整合素激活因子点燃素-3在深静脉血栓形成中作用的研究

Deep vein thrombosis (DVT) is a major cause of morbidity and mortality worldwide. Where arterial thrombosis is normally triggered by direct platelet accumulation on a denuded vessel wall, DVT is often initiated by innate immune cells (mainly neutrophils) in flow-restricted deep veins. These cells are recruited and then release neutrophil extracellular traps (NETs) and present tissue factor to induce blood coagulation, together with local platelet activation and aggregation, eventually leading to DVT formation.

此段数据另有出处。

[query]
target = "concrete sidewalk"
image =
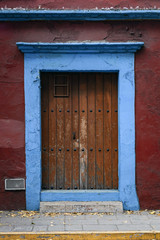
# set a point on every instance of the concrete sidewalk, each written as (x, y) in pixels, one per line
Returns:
(24, 221)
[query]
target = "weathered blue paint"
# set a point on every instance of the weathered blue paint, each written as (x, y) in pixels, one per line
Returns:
(80, 195)
(78, 15)
(123, 63)
(83, 47)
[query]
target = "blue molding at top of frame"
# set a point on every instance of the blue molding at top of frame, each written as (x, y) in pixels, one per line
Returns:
(77, 47)
(78, 15)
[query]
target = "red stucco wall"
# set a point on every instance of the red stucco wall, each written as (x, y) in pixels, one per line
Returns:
(72, 4)
(147, 69)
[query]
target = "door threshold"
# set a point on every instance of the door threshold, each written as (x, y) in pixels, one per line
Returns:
(82, 207)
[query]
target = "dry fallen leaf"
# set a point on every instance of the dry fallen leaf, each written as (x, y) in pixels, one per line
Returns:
(152, 212)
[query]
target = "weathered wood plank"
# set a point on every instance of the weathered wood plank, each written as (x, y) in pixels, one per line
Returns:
(115, 130)
(99, 131)
(107, 132)
(75, 130)
(91, 130)
(60, 143)
(83, 130)
(52, 134)
(68, 138)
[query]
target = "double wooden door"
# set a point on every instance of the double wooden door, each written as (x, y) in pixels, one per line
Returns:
(79, 118)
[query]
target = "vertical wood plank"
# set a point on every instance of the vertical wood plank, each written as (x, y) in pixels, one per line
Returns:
(45, 127)
(75, 129)
(91, 130)
(107, 132)
(83, 130)
(115, 130)
(68, 140)
(52, 134)
(60, 143)
(99, 131)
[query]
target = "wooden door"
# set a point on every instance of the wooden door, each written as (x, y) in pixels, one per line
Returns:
(79, 118)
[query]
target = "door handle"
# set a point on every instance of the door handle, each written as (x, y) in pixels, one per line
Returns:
(74, 135)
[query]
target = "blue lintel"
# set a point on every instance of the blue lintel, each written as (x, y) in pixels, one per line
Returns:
(80, 47)
(78, 15)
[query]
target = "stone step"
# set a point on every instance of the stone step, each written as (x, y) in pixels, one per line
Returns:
(81, 207)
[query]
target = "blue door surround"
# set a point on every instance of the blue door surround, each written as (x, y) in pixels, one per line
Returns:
(86, 57)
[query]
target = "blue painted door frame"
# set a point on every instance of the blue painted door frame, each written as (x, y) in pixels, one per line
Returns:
(71, 57)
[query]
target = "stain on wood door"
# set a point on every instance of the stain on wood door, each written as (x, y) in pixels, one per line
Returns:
(79, 118)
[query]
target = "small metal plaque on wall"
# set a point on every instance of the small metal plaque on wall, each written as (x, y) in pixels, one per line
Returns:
(15, 184)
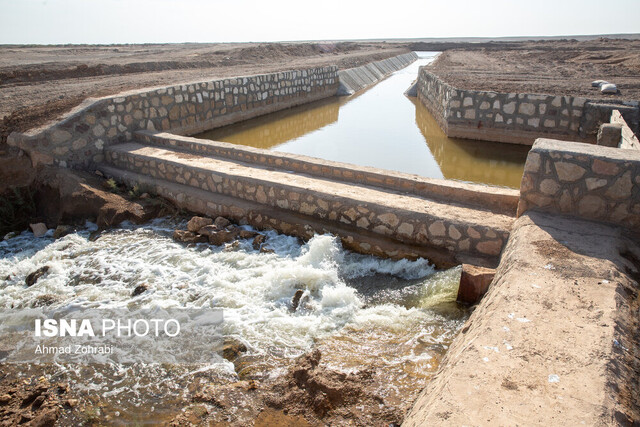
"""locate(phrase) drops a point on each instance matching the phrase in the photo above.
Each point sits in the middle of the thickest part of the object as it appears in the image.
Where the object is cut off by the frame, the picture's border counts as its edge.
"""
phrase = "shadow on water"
(381, 128)
(271, 130)
(471, 160)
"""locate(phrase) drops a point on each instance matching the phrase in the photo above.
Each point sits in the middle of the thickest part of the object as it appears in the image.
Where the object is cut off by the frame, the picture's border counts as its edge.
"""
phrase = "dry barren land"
(40, 83)
(557, 67)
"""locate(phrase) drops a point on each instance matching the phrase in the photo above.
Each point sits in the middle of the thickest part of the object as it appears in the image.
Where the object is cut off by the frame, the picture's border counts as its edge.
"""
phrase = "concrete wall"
(553, 342)
(462, 230)
(591, 182)
(510, 117)
(359, 78)
(79, 139)
(495, 199)
(628, 141)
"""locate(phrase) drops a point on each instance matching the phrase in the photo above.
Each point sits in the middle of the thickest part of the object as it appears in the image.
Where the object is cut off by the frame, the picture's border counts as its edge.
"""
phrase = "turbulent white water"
(366, 310)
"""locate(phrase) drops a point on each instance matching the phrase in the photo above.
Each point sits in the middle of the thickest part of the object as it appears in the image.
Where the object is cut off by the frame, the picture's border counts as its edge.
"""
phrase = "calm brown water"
(380, 128)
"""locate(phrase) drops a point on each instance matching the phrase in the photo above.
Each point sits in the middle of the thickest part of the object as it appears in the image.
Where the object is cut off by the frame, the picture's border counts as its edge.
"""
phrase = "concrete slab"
(554, 341)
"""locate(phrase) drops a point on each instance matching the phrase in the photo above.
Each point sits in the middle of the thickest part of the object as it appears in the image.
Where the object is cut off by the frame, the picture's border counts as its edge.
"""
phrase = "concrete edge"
(93, 102)
(294, 224)
(356, 79)
(496, 199)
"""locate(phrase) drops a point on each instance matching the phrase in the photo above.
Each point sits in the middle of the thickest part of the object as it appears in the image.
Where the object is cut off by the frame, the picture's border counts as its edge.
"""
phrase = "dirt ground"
(40, 83)
(558, 67)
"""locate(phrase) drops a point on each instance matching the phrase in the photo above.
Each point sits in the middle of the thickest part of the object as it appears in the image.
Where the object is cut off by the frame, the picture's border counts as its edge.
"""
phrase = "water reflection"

Therefore, DVT formation involves both the innate immune cells and platelets. However, the molecular basis underlying these involved cells remains largely unknown. Kindlin-3 is a newly identified integrin β-subunit binding partner and an essential integrin activator in hematopoietic cells. The functional importance of kindlin-3 in both innate immune cells and platelets suggests that kindlin-3 may play a critical role in DVT formation. This proposal focuses on understanding the role of integrin-kindlin-3 signaling in hematopoietic cells in DVT formation. The hypothesis to be tested is that kindlin-3 in neutrophils and platelets contributes to DVT formation at different stages by supporting both integrin-mediated cell adhesion/aggregation and NET release. First, we will determine the respective contribution of kindlin-3 in neutrophils and platelets to DVT formation. The role of kindlin-3 signaling in DVT formation will be measured by performing an established inferior vena cava (IVC) ligature procedure to induce DVT in mice with kindlin-3 knockouts specific for neutrophils and platelets. Next, we will evaluate the role of integrin-dependent kindlin-3 signaling in neutrophils and platelets in DVT formation by employing a strain of kindlin-3 knock-in mice that carry an integrin-interaction defective mutation that allows us to specify the integrin-kindlin-3 signaling. Finally, we will focus on understanding how kindlin-3 signaling supports NET release. We will perform both in vitro and in vivo NET formation assays on isolated neutrophils and in ligated IVC to determine whether NET release is supported by the integrin-kindlin-3 signaling. All these studies are essential for further understanding of the molecular basis of DVT formation, and will generate new information that may lead to more targeted and effective treatments for DVT.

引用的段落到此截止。